Tirée à 100 000 exemplaires, cette coédition franco-québécoise est assurée de figurer sur la liste des best-sellers. En plus d’une campagne de presse bien orchestrée, les éditeurs (Bayard et Médiaspaul) ont investi une somme considérable dans la promotion de l’ouvrage de 3200 pages. On en verra des annonces dans les quotidiens et les hebdomadaires, sur des panneaux d’affichage, dans les wagons de métro, sur les autobus et ailleurs.

«Nous nous attendons à des réactions extrêmes, mais également à des appuis, signale Alain Gignac. Nous sommes prêts.»

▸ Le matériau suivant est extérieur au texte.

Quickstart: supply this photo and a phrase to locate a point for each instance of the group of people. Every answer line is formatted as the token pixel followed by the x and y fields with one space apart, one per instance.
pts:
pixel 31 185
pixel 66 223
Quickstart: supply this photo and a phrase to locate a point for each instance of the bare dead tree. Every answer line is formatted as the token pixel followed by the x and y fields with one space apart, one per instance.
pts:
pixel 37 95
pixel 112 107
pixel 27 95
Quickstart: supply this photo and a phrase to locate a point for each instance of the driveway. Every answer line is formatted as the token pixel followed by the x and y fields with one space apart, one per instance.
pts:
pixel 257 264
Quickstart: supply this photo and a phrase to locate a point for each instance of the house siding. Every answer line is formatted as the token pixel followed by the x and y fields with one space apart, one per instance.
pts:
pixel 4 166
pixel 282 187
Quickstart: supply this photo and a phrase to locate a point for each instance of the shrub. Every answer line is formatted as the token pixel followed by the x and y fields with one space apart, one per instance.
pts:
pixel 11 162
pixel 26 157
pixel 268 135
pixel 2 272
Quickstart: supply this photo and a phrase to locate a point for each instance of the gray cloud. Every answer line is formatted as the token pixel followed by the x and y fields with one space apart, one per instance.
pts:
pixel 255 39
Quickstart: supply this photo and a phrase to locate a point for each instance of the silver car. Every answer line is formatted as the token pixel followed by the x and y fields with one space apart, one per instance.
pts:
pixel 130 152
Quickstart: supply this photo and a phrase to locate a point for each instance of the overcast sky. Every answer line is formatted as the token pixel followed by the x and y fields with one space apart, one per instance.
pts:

Les universitaires font remarquer que chaque génération a la liberté de s’approprier la Bible afin de l’adapter au vocabulaire, sinon aux mœurs qui changent. La dernière traduction remonte à plus de 30 ans et elle était, comme les précédentes, le fruit du travail de «gens comme nous», dit André Myre avec une honnêteté qui l’honore. Quand on la lit aujourd’hui, on y voit un «langage technique, figé dans le religieux, monotone d’ennui».

Entrepris par l’éditeur Bayard, le travail a exigé une collaboration constante entre Français, Belges, Suisses et Québécois. L’aventure s’est déroulée dans l’harmonie générale, mais n’a pas été exempte de prises de bec. Un exemple. Pour les Québécois, la fameuse «géhenne» est un «dépotoir». Mais ce terme est très peu usité en Europe, où l’on préfère «décharge», un mot qui, chez nous, veut dire autre chose…

Plus grave est la question de la féminisation de la langue. D’une seule voix, les Québécois ont féminisé ce qui pouvait l’être… en vain. «Ce n’est pas passé, regrette Alain Gignac. Le mot anthropos, en grec, signifie “humanité”, “être humain”, mais il est encore traduit en France par “homme”, et nous n’avons pas pu changer cela.»

Mathieu-Robert Sauvé

La bible: nouvelle traduction, Paris, Bayard-Médiaspaul; Montréal, 2001, 3200 p., 59,95 $.